FUTURE PLANS

 

CURRENT PROJECTS, continued ...

Ethics Symposium Issue of Law Review: With the cooperation of the University of San Francisco Law Review, the CALE, led by Professor Joshua P. Davis, the center's faculty committee chair, developed a symposium issue of the law review, to be published in Fall 2002. The issue will focus on teaching values in law school. The issue's contributors include Professor Christopher Eisgruber, Princeton University; Professor Paul Tremblay, Boston College Law School; Professor W. Bradley Wendel, Washington and Lee University Law School; and Professor Joshua Rosenberg, University of San Francisco School of Law. The CALE also anticipates publishing other articles in the law review, including appropriate submissions to the Center's Legal Ethics Essay Contest.

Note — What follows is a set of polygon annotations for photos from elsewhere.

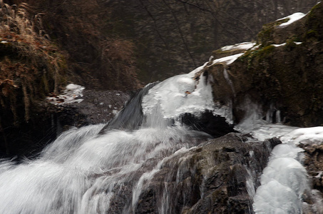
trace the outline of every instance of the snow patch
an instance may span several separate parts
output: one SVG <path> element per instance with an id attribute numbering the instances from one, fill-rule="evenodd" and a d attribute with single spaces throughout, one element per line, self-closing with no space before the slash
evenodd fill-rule
<path id="1" fill-rule="evenodd" d="M 47 101 L 54 105 L 63 105 L 71 103 L 81 103 L 83 99 L 80 98 L 83 96 L 83 90 L 85 87 L 73 83 L 66 86 L 66 89 L 62 94 L 48 96 Z"/>
<path id="2" fill-rule="evenodd" d="M 210 83 L 212 77 L 200 73 L 207 64 L 189 73 L 166 79 L 150 88 L 143 98 L 144 115 L 176 118 L 185 113 L 198 116 L 205 111 L 225 117 L 229 115 L 228 106 L 220 106 L 213 102 Z"/>
<path id="3" fill-rule="evenodd" d="M 287 22 L 284 22 L 283 24 L 281 24 L 279 26 L 288 26 L 288 25 L 291 24 L 292 23 L 293 23 L 293 22 L 294 22 L 294 21 L 296 21 L 297 20 L 301 19 L 302 18 L 303 18 L 305 16 L 306 16 L 306 14 L 304 14 L 303 13 L 297 12 L 297 13 L 294 13 L 294 14 L 293 14 L 292 15 L 289 15 L 288 16 L 277 19 L 276 21 L 280 21 L 280 20 L 283 20 L 283 19 L 289 19 Z"/>
<path id="4" fill-rule="evenodd" d="M 256 44 L 255 42 L 242 42 L 236 44 L 231 46 L 226 46 L 221 48 L 221 51 L 226 51 L 232 49 L 242 49 L 242 50 L 247 50 L 252 48 Z"/>
<path id="5" fill-rule="evenodd" d="M 244 53 L 237 54 L 234 54 L 234 55 L 231 55 L 229 56 L 225 56 L 225 57 L 222 57 L 220 58 L 215 59 L 215 60 L 213 60 L 213 61 L 212 62 L 212 64 L 210 66 L 212 66 L 212 65 L 217 64 L 217 63 L 225 63 L 227 65 L 230 65 L 230 63 L 234 62 L 237 58 L 238 58 L 239 57 L 242 56 L 243 54 Z"/>

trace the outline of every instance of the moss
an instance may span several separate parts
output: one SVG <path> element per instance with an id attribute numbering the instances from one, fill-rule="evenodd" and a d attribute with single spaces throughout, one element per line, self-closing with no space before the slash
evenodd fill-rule
<path id="1" fill-rule="evenodd" d="M 273 44 L 272 37 L 275 27 L 287 22 L 288 20 L 289 19 L 284 19 L 264 25 L 261 31 L 257 35 L 257 43 L 260 44 L 262 46 L 267 46 Z"/>

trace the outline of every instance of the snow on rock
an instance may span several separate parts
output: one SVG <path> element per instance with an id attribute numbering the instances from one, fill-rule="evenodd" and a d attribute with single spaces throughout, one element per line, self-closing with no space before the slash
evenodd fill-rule
<path id="1" fill-rule="evenodd" d="M 244 53 L 237 54 L 231 55 L 229 56 L 225 56 L 225 57 L 222 57 L 220 58 L 215 59 L 215 60 L 213 60 L 213 61 L 212 62 L 212 64 L 210 66 L 217 64 L 217 63 L 225 63 L 227 65 L 230 65 L 230 63 L 234 62 L 237 58 L 238 58 L 239 57 L 242 56 L 243 54 Z"/>
<path id="2" fill-rule="evenodd" d="M 299 45 L 299 44 L 301 44 L 302 42 L 300 42 L 300 41 L 294 41 L 294 43 L 295 44 L 297 44 L 297 45 Z M 282 43 L 282 44 L 272 44 L 272 46 L 275 46 L 275 47 L 282 46 L 284 46 L 284 45 L 286 45 L 286 42 Z"/>
<path id="3" fill-rule="evenodd" d="M 287 22 L 284 22 L 283 24 L 281 24 L 279 26 L 288 26 L 288 25 L 291 24 L 294 21 L 297 21 L 299 19 L 301 19 L 302 18 L 305 16 L 305 15 L 306 14 L 304 14 L 303 13 L 297 12 L 297 13 L 294 13 L 294 14 L 292 14 L 290 16 L 288 16 L 277 19 L 276 21 L 280 21 L 280 20 L 283 20 L 283 19 L 289 19 Z"/>
<path id="4" fill-rule="evenodd" d="M 187 74 L 171 77 L 155 86 L 143 98 L 145 115 L 161 114 L 164 118 L 175 118 L 189 113 L 198 115 L 204 111 L 225 116 L 226 107 L 218 108 L 213 103 L 210 77 L 199 73 L 207 65 Z M 159 112 L 156 112 L 156 111 Z"/>
<path id="5" fill-rule="evenodd" d="M 282 46 L 284 46 L 284 45 L 286 45 L 286 42 L 284 42 L 283 44 L 272 44 L 272 46 L 274 46 L 275 47 Z"/>
<path id="6" fill-rule="evenodd" d="M 323 142 L 323 126 L 301 128 L 294 130 L 288 135 L 281 138 L 282 142 L 300 143 L 303 141 L 318 143 Z"/>
<path id="7" fill-rule="evenodd" d="M 239 44 L 236 44 L 231 45 L 231 46 L 226 46 L 222 47 L 221 51 L 230 51 L 232 49 L 247 50 L 247 49 L 252 48 L 255 44 L 256 44 L 255 42 L 242 42 L 242 43 L 239 43 Z"/>
<path id="8" fill-rule="evenodd" d="M 47 97 L 46 99 L 48 102 L 55 105 L 81 103 L 83 101 L 80 97 L 83 96 L 83 90 L 84 89 L 85 87 L 83 86 L 70 83 L 66 86 L 62 94 L 53 95 L 53 96 Z"/>
<path id="9" fill-rule="evenodd" d="M 279 137 L 283 143 L 274 148 L 262 171 L 261 185 L 254 198 L 254 211 L 257 214 L 302 213 L 302 198 L 310 188 L 306 169 L 300 163 L 303 149 L 297 145 L 322 143 L 323 126 L 297 128 L 260 123 L 252 135 L 260 140 Z"/>
<path id="10" fill-rule="evenodd" d="M 297 160 L 302 151 L 294 144 L 274 148 L 254 198 L 255 213 L 302 213 L 301 198 L 309 189 L 306 169 Z"/>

Legal Ethics Essay Contest: Starting in the 2002-2003 school year, the Center for Applied Legal Ethics will be sponsoring an essay contest. The essay topic will be on an emerging issue of legal ethics having broad and substantial interest to the profession. Students and lawyers alike will be invited to participate. Significant cash prizes will be offered, and appropriate essays will be published in the USF Law Review. This is intended to be the first in a series of such contests. The program is designed to focus attention on important current issues of legal ethics, and to encourage discussion and debate about these issues.

Advanced Ethics Seminars: Beginning in the 2002-2003 school year, the CALE will cooperate with the fulltime and adjunct law school faculty in an ongoing and expanding series of advanced elective ethics courses. The first offering will focus on the ethics of trial and pre-trial civil litigation, including close scrutiny of the vagaries of modern discovery practice. A seminar on ethics in criminal law-from both the prosecution and defense perspective-is also being planned. The same interactive teaching methods that are used for the required ethics courses will be used in these seminars.

On-Campus Speaking Programs: The CALE is sponsoring an ongoing series of speakers, who are invited to the law school to address significant ethical issues confronting our legal world. On-campus speaking engagements include open forums for the entire law school community, presentations to the faculty, and in-class visits for question-and-answer sessions.

The Spring 2002 program will present a leading medical ethicist addressing issues of medical ethics-and comparing them to legal ethics. An open forum, faculty presentation, and classroom visits are all planned. Issues include: physicians' participation in examining death-sentenced prisoners for competency, and their participation in the execution process itself; medicating defendants to render them competent either for trial or to carry out sentences; suicidal or dangerous clients and the duty to warn; and how and whether physicians or lawyers should intervene to act in their clients' "best interests."